Un bloc opératoire enfin fonctionnel

La patiente, une femme d’une vingtaine d’années enceinte, à terme, devait subir sa 4e césarienne. Suivie durant sa grossesse à Ndrondroni, elle a été prise en charge en urgence au nouveau bloc opératoire de Nyumashuwa. «L’opération s’est déroulée sans complication. Un petit garçon est né en bonne santé. La mère et l’enfant se portent bien», a indiqué le docteur Nourdine Allaoui.


Inauguré en 2015, le bloc opératoire du centre n’avait jamais été véritablement opérationnel faute d’un gynécologue- obstétricien, d’équipements et de moyens techniques suffisants. La situation va évoluer grâce à un partenariat entre plusieurs acteurs de santé. Le projet «Compass» a apporté des dons de matériels. Le Centre hospitalier régional de Fomboni (Chri) a fourni, à son tour, des équipements de bloc opératoire, du matériel d’anesthésie ainsi qu’un appui d’un personnel indispensable à la réalisation des interventions.

«Nous travaillons en étroite collaboration avec l’équipe de Fomboni. Les anesthésistes sont basés là-bas, on programme nos interventions en amont mais en cas d’urgence, comme notre cas de césarienne d’urgence de ce mardi dernier, nous avons désormais une marge de sécurité qui nous permet d’intervenir ici», a-t-on expliqué. Une nouvelle césarienne est d’ailleurs programmée ce samedi, signe que cette première  opération ne restera pas un cas isolé et que la demande est bien présente. Derrière cette avancée se trouve notamment le gynécologue-obstétricien, Nourdine Allaoui, installé à Mwali depuis plus d’une décennie. 
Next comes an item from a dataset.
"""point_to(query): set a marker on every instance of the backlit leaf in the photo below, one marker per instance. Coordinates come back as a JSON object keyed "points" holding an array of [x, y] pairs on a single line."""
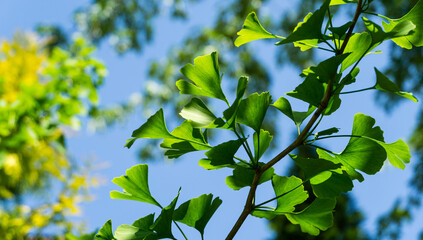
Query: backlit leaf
{"points": [[135, 185], [385, 84], [205, 77], [252, 30], [252, 110], [415, 15], [318, 216], [197, 212]]}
Originaire de Ndzuani, il raconte avoir fait le choix de poursuivre sa carrière sur l’île de Mwali alors qu’il exerçait comme médecin généraliste. «Je travaille à Mwali depuis 2014. À l’époque, il y avait déjà beaucoup de médecins à Ndzuani. Pour évoluer professionnellement et travailler dans de bonnes conditions, j’ai choisi de venir ici», a-t-il confié. Le médecin a exercé, pendant huit ans, au Centre de santé de Wanani avant d’obtenir une bourse de spécialisation au Sénégal en gynécologie-obstétrique. Aujourd’hui, Mwali ne compte que deux gynécologues-obstétriciens. 
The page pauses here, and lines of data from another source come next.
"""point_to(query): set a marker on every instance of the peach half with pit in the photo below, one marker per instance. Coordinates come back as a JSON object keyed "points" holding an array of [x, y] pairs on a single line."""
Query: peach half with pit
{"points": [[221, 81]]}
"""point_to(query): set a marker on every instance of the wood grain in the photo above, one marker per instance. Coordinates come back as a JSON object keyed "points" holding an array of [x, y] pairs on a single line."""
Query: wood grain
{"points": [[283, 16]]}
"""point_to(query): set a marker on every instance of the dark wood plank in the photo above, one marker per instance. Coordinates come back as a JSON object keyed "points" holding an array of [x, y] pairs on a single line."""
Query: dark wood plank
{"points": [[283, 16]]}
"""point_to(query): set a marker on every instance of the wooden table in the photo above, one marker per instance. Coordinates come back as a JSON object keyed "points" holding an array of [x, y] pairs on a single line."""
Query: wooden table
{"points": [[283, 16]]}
Alors qu’un transfert vers le Chri lui avait été proposé, il affirme avoir souhaité poursuivre son engagement auprès des patients du district qui sont à la demande mais également pour lutter contre la mortalité maternelle et infanto-maternelle. «C’est un choix personnel. Cette première césarienne est aussi le résultat d’une volonté de rapprocher les soins spécialisés des habitants de Nyumashuwa», a-t-il souligné.


Dans cette région, plusieurs décès maternels ont été enregistrés au fil des années, souvent liés aux délais nécessaires d’évacuation des patientes vers Fomboni lors de complications obstétricales.  Pour le docteur Nourdine Allaoui, la prévention reste essentielle. «Les femmes enceintes sont les premières concernées. Au moindre problème lié à la grossesse, il faut se rendre rapidement à l’hôpital. Celles qui ont déjà subi une césarienne doivent consulter très tôt et ne pas attendre le début des contractions», a-t-il insisté. Cette première intervention demeure une action ponctuelle. Mais pour le spécialiste, l’objectif est désormais d’éviter que les urgences ne surviennent à la dernière minute.